The trail is easily six to eight feet wide throughout and has a small gravel surface. It is very compacted in most areas which makes it very easy to roll over.
It is quite true that there are not any steep inclines on the trail. There are some long inclines, but there are also resting spots at various locations.
I eventually came out behind the school near the track, and had to push up a somewhat steep hill to get back to the trail. There was a couple doing laps on the track watching me struggle a bit, and eventually they asked if I needed help. I am sure you can guess I told them no and that I was OK. I was, but help would have made it easier.
I made my way back around the track through the parking lot to try to find where the trail connected again, and found a gap in a fence by the tennis court. I went up the hill through the gap and found the trail again. This isn’t obvious from the map.
After that little confusing moment it was smooth sailing back to my van. However, there was an incline coming out of the trail to the parking area, which is long and slightly steep at the end. I guess I didn't notice on the way in.

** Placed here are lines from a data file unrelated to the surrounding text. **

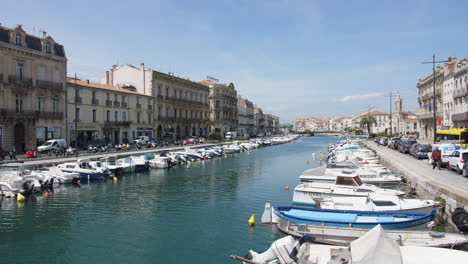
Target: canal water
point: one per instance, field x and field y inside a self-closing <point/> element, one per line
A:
<point x="195" y="214"/>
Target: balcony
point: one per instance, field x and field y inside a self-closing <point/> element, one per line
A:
<point x="460" y="117"/>
<point x="23" y="81"/>
<point x="109" y="124"/>
<point x="49" y="85"/>
<point x="31" y="114"/>
<point x="460" y="92"/>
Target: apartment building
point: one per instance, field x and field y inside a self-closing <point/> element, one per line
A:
<point x="223" y="106"/>
<point x="180" y="105"/>
<point x="99" y="113"/>
<point x="32" y="89"/>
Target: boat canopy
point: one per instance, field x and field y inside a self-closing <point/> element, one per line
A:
<point x="149" y="156"/>
<point x="348" y="180"/>
<point x="375" y="247"/>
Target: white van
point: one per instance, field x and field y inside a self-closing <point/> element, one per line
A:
<point x="52" y="144"/>
<point x="141" y="140"/>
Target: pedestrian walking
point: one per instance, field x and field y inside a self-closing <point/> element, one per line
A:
<point x="436" y="158"/>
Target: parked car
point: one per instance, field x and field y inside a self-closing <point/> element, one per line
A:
<point x="445" y="150"/>
<point x="383" y="141"/>
<point x="52" y="145"/>
<point x="420" y="151"/>
<point x="395" y="143"/>
<point x="457" y="160"/>
<point x="405" y="145"/>
<point x="141" y="140"/>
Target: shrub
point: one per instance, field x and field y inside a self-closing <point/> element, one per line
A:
<point x="215" y="136"/>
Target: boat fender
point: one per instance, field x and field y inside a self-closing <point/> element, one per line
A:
<point x="20" y="198"/>
<point x="460" y="219"/>
<point x="252" y="220"/>
<point x="298" y="246"/>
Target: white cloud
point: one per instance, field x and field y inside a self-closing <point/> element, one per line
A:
<point x="359" y="97"/>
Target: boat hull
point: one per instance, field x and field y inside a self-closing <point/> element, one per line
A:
<point x="356" y="219"/>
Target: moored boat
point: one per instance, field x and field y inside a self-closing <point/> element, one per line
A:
<point x="345" y="218"/>
<point x="343" y="236"/>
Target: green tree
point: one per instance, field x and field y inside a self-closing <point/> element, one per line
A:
<point x="367" y="122"/>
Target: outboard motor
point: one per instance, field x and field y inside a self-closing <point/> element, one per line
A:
<point x="28" y="187"/>
<point x="460" y="219"/>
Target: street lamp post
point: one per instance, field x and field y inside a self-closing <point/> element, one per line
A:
<point x="391" y="125"/>
<point x="434" y="107"/>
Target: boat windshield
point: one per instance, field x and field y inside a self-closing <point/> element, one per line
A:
<point x="349" y="181"/>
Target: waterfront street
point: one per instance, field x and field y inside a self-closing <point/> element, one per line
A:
<point x="444" y="179"/>
<point x="194" y="214"/>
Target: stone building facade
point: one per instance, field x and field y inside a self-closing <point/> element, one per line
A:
<point x="459" y="116"/>
<point x="32" y="89"/>
<point x="180" y="105"/>
<point x="223" y="106"/>
<point x="245" y="109"/>
<point x="106" y="114"/>
<point x="425" y="99"/>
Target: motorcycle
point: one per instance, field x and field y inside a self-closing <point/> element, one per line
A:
<point x="70" y="151"/>
<point x="31" y="153"/>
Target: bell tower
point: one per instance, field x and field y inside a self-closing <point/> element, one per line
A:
<point x="398" y="103"/>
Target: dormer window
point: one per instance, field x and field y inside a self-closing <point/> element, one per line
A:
<point x="48" y="50"/>
<point x="18" y="39"/>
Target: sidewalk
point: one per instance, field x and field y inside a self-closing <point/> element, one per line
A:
<point x="421" y="175"/>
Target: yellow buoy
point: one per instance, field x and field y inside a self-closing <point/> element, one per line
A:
<point x="20" y="198"/>
<point x="252" y="220"/>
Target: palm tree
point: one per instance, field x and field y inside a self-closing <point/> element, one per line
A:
<point x="367" y="121"/>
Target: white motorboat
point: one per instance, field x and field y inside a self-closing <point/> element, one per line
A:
<point x="376" y="202"/>
<point x="85" y="170"/>
<point x="348" y="186"/>
<point x="373" y="247"/>
<point x="343" y="236"/>
<point x="369" y="176"/>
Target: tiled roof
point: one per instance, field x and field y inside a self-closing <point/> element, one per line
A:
<point x="101" y="86"/>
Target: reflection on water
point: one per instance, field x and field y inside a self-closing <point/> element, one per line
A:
<point x="195" y="214"/>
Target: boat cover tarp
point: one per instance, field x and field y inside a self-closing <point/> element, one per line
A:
<point x="149" y="156"/>
<point x="322" y="216"/>
<point x="375" y="247"/>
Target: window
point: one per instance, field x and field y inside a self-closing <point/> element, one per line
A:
<point x="40" y="103"/>
<point x="19" y="103"/>
<point x="19" y="71"/>
<point x="94" y="115"/>
<point x="48" y="50"/>
<point x="55" y="105"/>
<point x="18" y="39"/>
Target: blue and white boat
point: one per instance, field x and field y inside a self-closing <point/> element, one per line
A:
<point x="345" y="218"/>
<point x="84" y="169"/>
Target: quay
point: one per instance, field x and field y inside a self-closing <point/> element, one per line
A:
<point x="49" y="161"/>
<point x="428" y="183"/>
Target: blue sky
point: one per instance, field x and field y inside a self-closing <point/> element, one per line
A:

My route was just under 2 miles round trip, which is super long for an accessible trail. A serious gem for the Lincoln community. If you are in the Lincoln area and want an easy hike through the woods, I would highly recommend this one! Just be sure to park on Lee Street.
If you have a different type of mobility issue or a different disability and you visit this trail or others, please comment on this post and give us your feedback. The more knowledge we gather and share, the more people we can get outside using the trails of Maine!